Phil Watson

Personal information
- Full name: Philip Ross Watson
- Date of birth: 23 February 1907
- Place of birth: Shotts, Scotland
- Date of death: 1990 (aged 82–83)
- Height: 5 ft 9+1⁄2 in (1.77 m)
- Position: Centre half

Senior career*
- Years: Team / Apps / (Gls)
- Wishaw Juniors
- 1927–1932: Hamilton Academical / 173 / (6)
- 1932–1937: Blackpool / 171 / (11)
- 1937–1938: Barnsley / 4 / (0)
- 1938–1939: Queen of the South / 23 / (0)
- Total:  / 371 / (17)

International career
- 1933: Scotland / 1 / (0)
- 1930: Scottish Football League XI / 1 / (0)

= Phil Watson (footballer) =

Scottish footballer

Philip Ross Watson (23 February 1907 – 1990) was a Scottish professional footballer. He made one appearance for the Scotland national team. He played as a centre half.

==Club career==
===Hamilton Academical===
Watson began his senior career in his native Scotland in 1927 with Hamilton Academical.

===Blackpool===
In 1932, he moved south to join Blackpool. He made his debut for the Lancashire club on 13 February 1932, in a 2–0 victory over Everton at Bloomfield Road. He came into a defence which had leaked seven goals at Manchester City a week earlier.

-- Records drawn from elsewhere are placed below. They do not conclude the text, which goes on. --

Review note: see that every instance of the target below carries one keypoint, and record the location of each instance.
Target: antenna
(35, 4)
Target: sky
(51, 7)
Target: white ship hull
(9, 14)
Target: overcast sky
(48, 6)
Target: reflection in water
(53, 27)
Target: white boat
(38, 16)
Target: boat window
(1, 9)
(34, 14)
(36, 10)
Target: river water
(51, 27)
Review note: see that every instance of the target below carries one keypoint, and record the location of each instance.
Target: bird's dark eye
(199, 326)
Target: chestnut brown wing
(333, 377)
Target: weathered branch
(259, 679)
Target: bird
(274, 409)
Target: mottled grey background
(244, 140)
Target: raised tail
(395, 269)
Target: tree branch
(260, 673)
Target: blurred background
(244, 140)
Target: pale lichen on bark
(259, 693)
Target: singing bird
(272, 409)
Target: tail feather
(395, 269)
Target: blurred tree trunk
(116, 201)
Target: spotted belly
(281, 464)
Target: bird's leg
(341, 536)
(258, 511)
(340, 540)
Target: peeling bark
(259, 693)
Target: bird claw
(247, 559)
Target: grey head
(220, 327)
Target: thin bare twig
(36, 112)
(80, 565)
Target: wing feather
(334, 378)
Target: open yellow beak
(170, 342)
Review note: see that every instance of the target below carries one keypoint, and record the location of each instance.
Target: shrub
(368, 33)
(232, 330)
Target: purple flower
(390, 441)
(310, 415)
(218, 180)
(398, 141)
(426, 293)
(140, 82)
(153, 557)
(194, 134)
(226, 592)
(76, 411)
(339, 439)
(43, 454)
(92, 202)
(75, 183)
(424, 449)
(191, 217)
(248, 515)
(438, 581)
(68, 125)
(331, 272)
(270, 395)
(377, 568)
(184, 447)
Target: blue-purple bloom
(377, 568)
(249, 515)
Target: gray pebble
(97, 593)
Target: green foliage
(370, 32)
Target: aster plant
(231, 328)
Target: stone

He made a further fourteen league appearances in the 1931–32 season, scoring one goal – in a 2–2 draw at home to Liverpool on 5 March. The previous month, he marked Everton's Dixie Dean out of the game, and the Toffees player congratulated him at the final whistle as Jimmy Hampson's brace gave Blackpool a 2–0 win.

The following season, 1932–33, he was an ever-present in the club's 45 league and cup games. He scored seven league goals, including a hat-trick against Aston Villa at Bloomfield Road on 18 March 1933. He was deputising in the forward line for the injured Jimmy Hampson. Despite his contributions, Blackpool finished bottom of Division One and were relegated.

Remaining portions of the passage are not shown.